SCHNEIDER, Lívia Rodrigues [1], GIOVANELLA, Larissa [2]

SCHNEIDER, Lívia Rodrigues. GIOVANELLA, Larissa. Utilização dos atuais métodos de agitação de soluções endodônticas no canal radicular. Revista Científica Multidisciplinar Núcleo do Conhecimento. Ano. 07, Ed. 04, Vol. 01, pp. 135-148. Abril de 2022. ISSN: 2448-0959, Link de acesso:  https://www.nucleodoconhecimento.com.br/odontologia/metodos-de-agitacao, DOI: 10.32749/nucleodoconhecimento.com.br/odontologia/metodos-de-agitacao

RESUMO

Sabe-se atualmente que durante a instrumentação do canal radicular nem sempre todas as paredes entram em contato com os instrumentos endodônticos. Frente a isso, é de suma importância a utilização de substâncias irrigadoras para alcançar esses determinados locais. A agitação destas soluções permite que elas sejam mais efetivas e aumentem seu desempenho. Frente a esse cenário, o presente trabalho busca responder a seguinte questão norteadora: Qual instrumento promove a melhor agitação das soluções endodônticas? Com isso, o objetivo geral do presente estudo foi realizar uma revisão de literatura, discorrendo sobre os atuais métodos de agitação de soluções endodônticas disponíveis no mercado, seu mecanismo de atuação e sua forma de utilização. Metodologia: Foi realizado um levantamento bibliográfico com seleção de artigos nos seguintes periódicos acadêmicos: Google acadêmico, Scielo e Pubmed. Foi observado também que não há diferenças significativas entre os sistemas EndoVac, SAF, EndoActivator e PUI, no desempenho da agitação da solução. Também concluímos que o Easy Clean promoveu uma maior limpeza do terço apical superior quando comparado ao PUI, sendo uma excelente indicação por ser de fácil utilização, bom custo-benefício e praticidade de uso.

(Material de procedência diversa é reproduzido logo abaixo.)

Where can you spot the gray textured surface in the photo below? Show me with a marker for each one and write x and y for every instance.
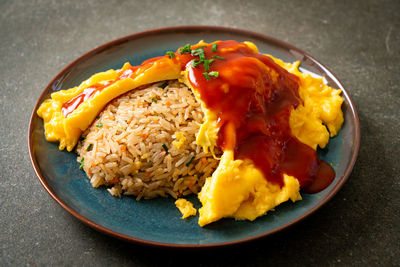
(358, 40)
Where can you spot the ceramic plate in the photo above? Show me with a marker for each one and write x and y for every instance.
(157, 221)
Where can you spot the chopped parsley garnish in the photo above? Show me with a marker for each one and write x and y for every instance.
(213, 74)
(165, 147)
(199, 52)
(218, 57)
(82, 163)
(185, 49)
(170, 54)
(207, 63)
(207, 76)
(164, 85)
(190, 161)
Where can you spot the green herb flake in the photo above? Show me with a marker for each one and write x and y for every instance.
(170, 54)
(207, 63)
(213, 74)
(165, 147)
(195, 62)
(218, 57)
(199, 52)
(82, 163)
(190, 161)
(163, 85)
(89, 147)
(185, 49)
(207, 76)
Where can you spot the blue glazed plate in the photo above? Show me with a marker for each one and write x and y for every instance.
(157, 221)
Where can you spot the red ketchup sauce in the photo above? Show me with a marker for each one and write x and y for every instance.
(252, 97)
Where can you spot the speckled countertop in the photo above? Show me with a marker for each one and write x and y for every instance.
(358, 40)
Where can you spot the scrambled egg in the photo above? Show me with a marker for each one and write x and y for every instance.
(185, 207)
(236, 189)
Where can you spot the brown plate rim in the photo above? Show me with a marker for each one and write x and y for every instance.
(192, 28)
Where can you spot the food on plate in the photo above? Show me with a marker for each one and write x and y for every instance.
(185, 207)
(237, 127)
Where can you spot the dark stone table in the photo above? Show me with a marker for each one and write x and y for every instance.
(358, 40)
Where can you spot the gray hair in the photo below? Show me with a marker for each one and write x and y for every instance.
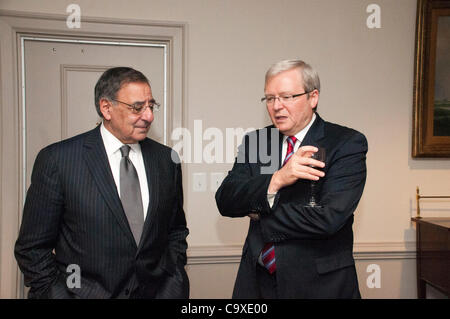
(310, 76)
(112, 80)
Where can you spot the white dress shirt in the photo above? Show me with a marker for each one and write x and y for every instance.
(300, 136)
(112, 147)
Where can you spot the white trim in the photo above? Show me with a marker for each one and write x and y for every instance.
(225, 254)
(23, 38)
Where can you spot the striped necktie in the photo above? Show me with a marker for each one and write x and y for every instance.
(268, 252)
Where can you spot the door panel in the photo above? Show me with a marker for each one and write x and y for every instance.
(59, 87)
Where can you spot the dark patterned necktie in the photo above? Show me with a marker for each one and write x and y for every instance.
(130, 194)
(268, 252)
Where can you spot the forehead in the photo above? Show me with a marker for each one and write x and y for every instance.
(286, 80)
(135, 90)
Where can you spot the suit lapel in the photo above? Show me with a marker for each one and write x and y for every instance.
(151, 170)
(97, 161)
(315, 134)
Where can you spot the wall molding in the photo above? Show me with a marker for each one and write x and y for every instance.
(225, 254)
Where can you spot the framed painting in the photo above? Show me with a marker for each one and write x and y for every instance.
(431, 116)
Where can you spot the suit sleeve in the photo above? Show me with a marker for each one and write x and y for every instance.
(243, 192)
(341, 191)
(40, 224)
(176, 286)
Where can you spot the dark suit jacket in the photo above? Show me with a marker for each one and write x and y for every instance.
(313, 246)
(73, 215)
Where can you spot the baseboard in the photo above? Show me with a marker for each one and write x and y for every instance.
(225, 254)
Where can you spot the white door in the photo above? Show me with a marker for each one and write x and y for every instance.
(60, 76)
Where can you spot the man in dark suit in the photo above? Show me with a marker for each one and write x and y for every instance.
(109, 203)
(296, 250)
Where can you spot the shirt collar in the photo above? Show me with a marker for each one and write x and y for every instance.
(301, 135)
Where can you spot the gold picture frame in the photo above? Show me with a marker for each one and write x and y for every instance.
(431, 116)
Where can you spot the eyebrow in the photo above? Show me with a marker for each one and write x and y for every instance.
(152, 100)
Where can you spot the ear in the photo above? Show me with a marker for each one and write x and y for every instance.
(314, 98)
(105, 108)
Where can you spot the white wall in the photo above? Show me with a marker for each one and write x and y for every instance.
(367, 84)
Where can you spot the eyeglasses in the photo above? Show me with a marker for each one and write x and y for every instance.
(284, 99)
(140, 107)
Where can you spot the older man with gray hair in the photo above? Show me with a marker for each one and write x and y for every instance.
(300, 239)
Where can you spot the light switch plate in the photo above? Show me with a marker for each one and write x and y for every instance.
(199, 182)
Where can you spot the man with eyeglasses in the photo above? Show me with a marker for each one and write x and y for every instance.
(103, 216)
(295, 247)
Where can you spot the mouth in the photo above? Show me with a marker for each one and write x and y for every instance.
(280, 118)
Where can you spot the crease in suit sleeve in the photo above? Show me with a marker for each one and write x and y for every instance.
(341, 189)
(40, 225)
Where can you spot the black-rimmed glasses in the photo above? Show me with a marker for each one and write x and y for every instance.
(286, 99)
(140, 107)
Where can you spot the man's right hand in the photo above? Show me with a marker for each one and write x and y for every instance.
(298, 167)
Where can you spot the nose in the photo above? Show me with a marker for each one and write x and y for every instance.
(147, 115)
(277, 103)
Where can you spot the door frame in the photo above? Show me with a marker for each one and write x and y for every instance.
(14, 28)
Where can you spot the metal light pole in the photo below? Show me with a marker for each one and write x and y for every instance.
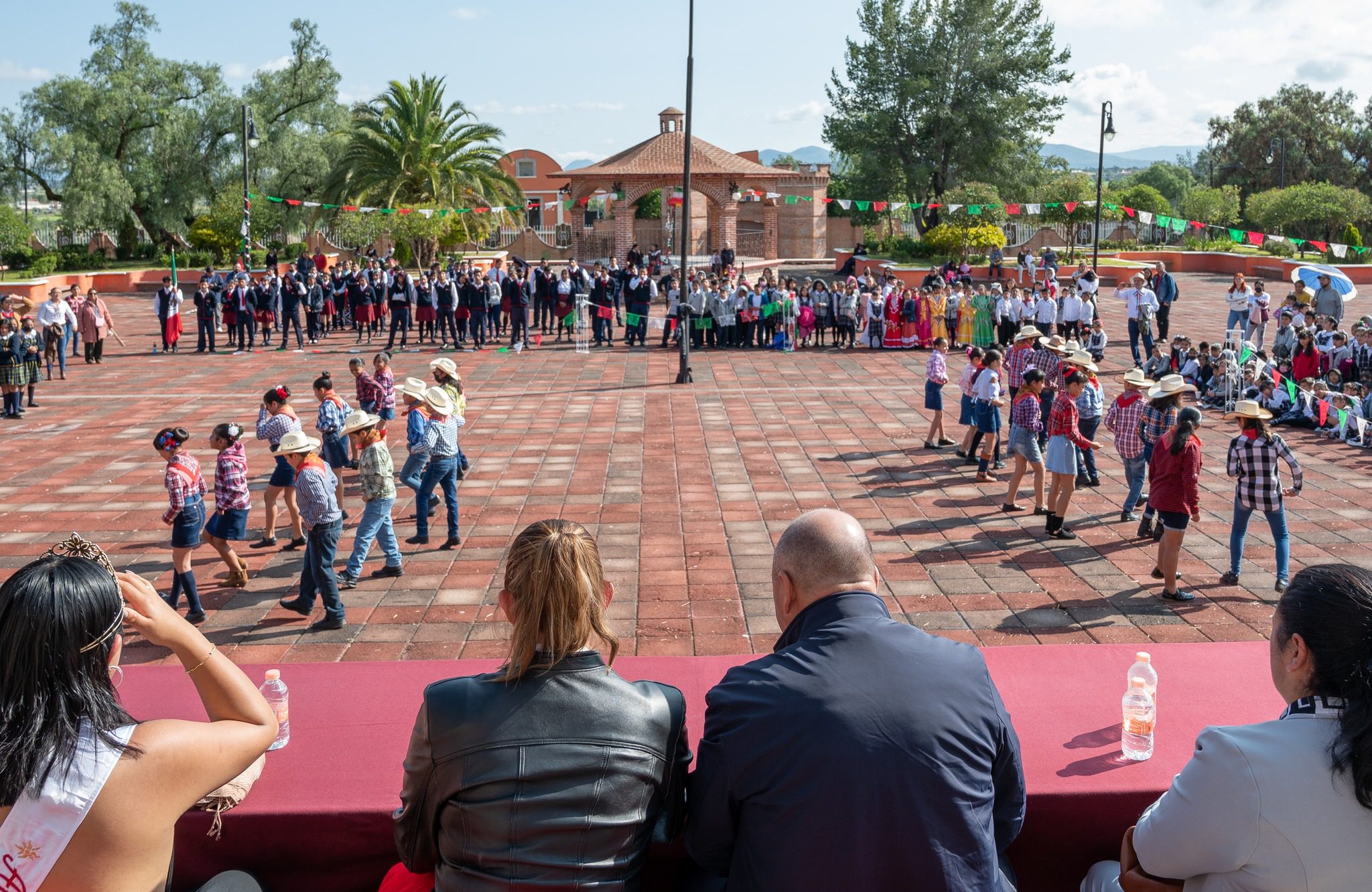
(1106, 133)
(1279, 142)
(250, 141)
(683, 302)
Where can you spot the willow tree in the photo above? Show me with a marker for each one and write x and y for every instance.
(409, 147)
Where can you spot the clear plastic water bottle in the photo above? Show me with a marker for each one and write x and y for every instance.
(1139, 717)
(280, 702)
(1144, 669)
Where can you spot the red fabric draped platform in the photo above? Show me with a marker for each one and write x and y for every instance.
(319, 818)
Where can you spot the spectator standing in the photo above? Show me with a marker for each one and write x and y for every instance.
(931, 784)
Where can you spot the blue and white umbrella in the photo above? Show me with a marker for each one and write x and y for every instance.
(1309, 276)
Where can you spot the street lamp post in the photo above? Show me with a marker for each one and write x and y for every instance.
(250, 141)
(1279, 145)
(1106, 133)
(683, 302)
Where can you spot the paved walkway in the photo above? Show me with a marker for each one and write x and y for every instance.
(687, 489)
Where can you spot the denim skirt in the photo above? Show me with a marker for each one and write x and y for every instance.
(1062, 456)
(283, 474)
(186, 526)
(933, 397)
(965, 415)
(231, 523)
(988, 417)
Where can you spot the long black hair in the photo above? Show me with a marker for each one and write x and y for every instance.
(48, 688)
(1187, 423)
(1330, 605)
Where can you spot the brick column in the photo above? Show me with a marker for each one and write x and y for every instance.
(770, 230)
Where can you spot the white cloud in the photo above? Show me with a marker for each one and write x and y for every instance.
(15, 72)
(805, 112)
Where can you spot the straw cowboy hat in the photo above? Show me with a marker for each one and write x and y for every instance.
(1081, 360)
(1247, 409)
(438, 400)
(357, 421)
(297, 442)
(413, 387)
(445, 366)
(1136, 378)
(1169, 384)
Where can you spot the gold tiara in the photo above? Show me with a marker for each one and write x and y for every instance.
(77, 546)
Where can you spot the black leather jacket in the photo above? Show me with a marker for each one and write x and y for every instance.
(556, 782)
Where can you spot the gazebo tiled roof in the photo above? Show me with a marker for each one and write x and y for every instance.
(663, 154)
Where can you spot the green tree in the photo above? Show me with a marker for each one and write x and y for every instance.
(940, 92)
(1219, 206)
(411, 147)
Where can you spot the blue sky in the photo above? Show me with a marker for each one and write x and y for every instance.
(606, 68)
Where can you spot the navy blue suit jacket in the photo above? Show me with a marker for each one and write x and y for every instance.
(864, 754)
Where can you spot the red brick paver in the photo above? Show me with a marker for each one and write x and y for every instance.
(687, 489)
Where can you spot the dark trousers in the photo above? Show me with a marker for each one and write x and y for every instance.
(291, 315)
(446, 324)
(318, 574)
(476, 328)
(399, 320)
(519, 324)
(205, 333)
(247, 331)
(441, 472)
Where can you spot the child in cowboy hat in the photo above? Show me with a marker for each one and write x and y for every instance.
(323, 519)
(441, 442)
(1123, 419)
(376, 475)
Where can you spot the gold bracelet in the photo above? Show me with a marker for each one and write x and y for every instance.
(213, 648)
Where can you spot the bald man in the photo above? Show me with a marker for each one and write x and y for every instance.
(862, 754)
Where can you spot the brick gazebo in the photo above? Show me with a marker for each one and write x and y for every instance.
(658, 163)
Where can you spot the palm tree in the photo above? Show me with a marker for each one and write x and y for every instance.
(408, 147)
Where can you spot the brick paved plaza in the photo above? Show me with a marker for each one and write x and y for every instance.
(687, 489)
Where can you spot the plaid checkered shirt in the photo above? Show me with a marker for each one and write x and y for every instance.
(1253, 460)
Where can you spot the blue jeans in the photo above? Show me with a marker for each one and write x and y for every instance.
(441, 472)
(412, 472)
(1276, 522)
(1087, 457)
(1134, 342)
(1135, 472)
(375, 524)
(318, 574)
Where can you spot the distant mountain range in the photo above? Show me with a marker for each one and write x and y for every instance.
(1085, 158)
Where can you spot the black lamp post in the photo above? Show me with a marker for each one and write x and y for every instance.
(1106, 133)
(682, 290)
(250, 141)
(1278, 146)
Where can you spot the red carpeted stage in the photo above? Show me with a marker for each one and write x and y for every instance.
(319, 818)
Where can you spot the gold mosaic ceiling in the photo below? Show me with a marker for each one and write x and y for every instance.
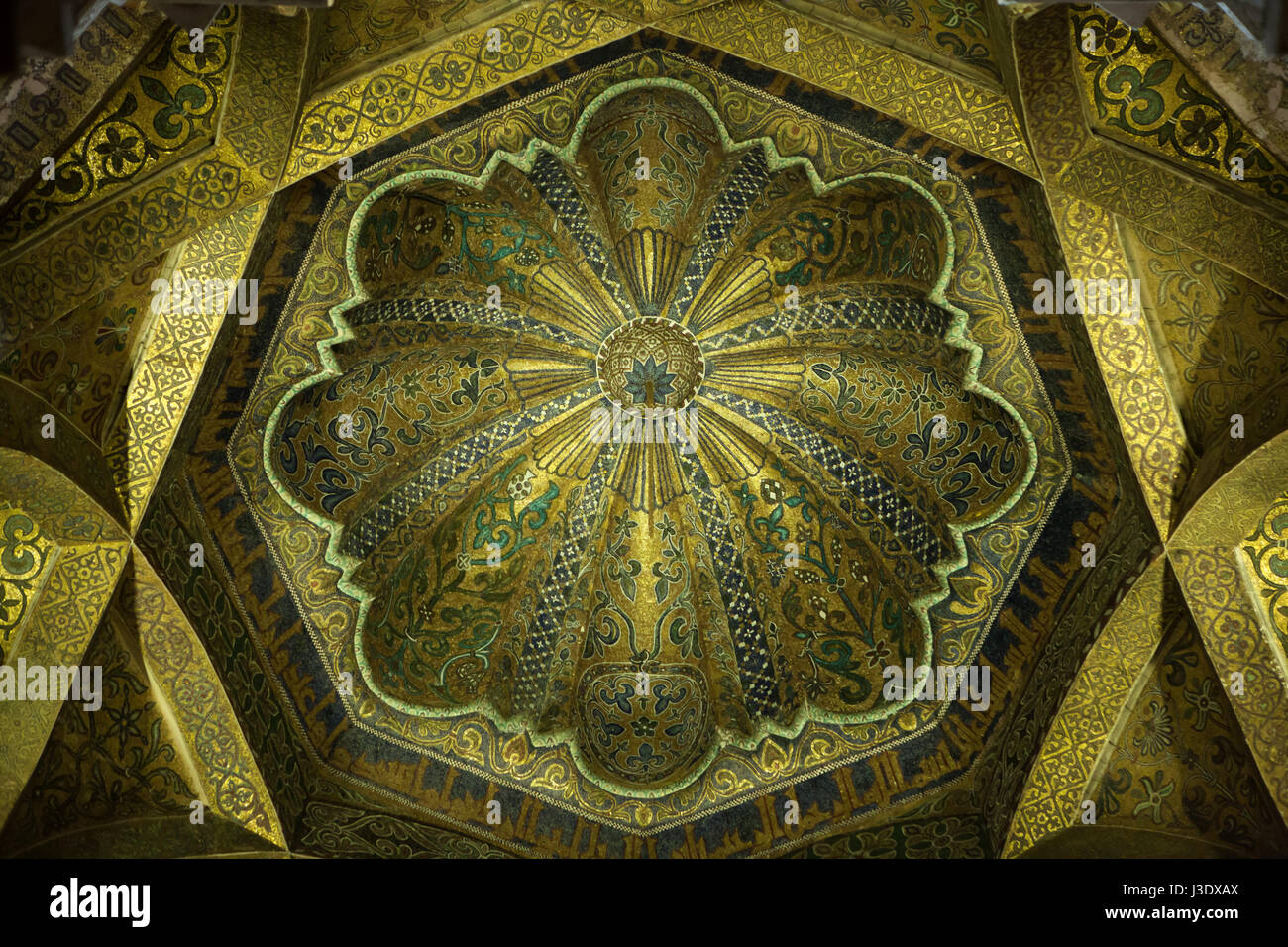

Palavras-chave: Endodontia; smear layer; irrigação terapêutica; ácido etilenodiaminotetracético.

1. INTRODUÇÃO

Sabe-se atualmente que uma adequada desinfecção e remoção de debris intracanais são fundamentais para a obtenção do sucesso endodôntico. O objetivo principal deste tratamento é a obtenção de adequada modelagem e limpeza do sistema de canais radiculares utilizando instrumentos endodônticos e realizando uma efetiva descontaminação (VAUDT et al., 2009). Para isso, lançamos mão do uso de instrumentos mecânicos e de soluções irrigantes.

A instrumentação compreende a combinação da ação dos instrumentos endodônticos e das soluções irrigantes, que tem como função a eliminação de materiais orgânicos e inorgânicos preexistentes (resultados do procedimento operatório endodôntico) e a redução do conteúdo microbiano e seus produtos, no interior do canal (PATIL e UPPIN, 2011).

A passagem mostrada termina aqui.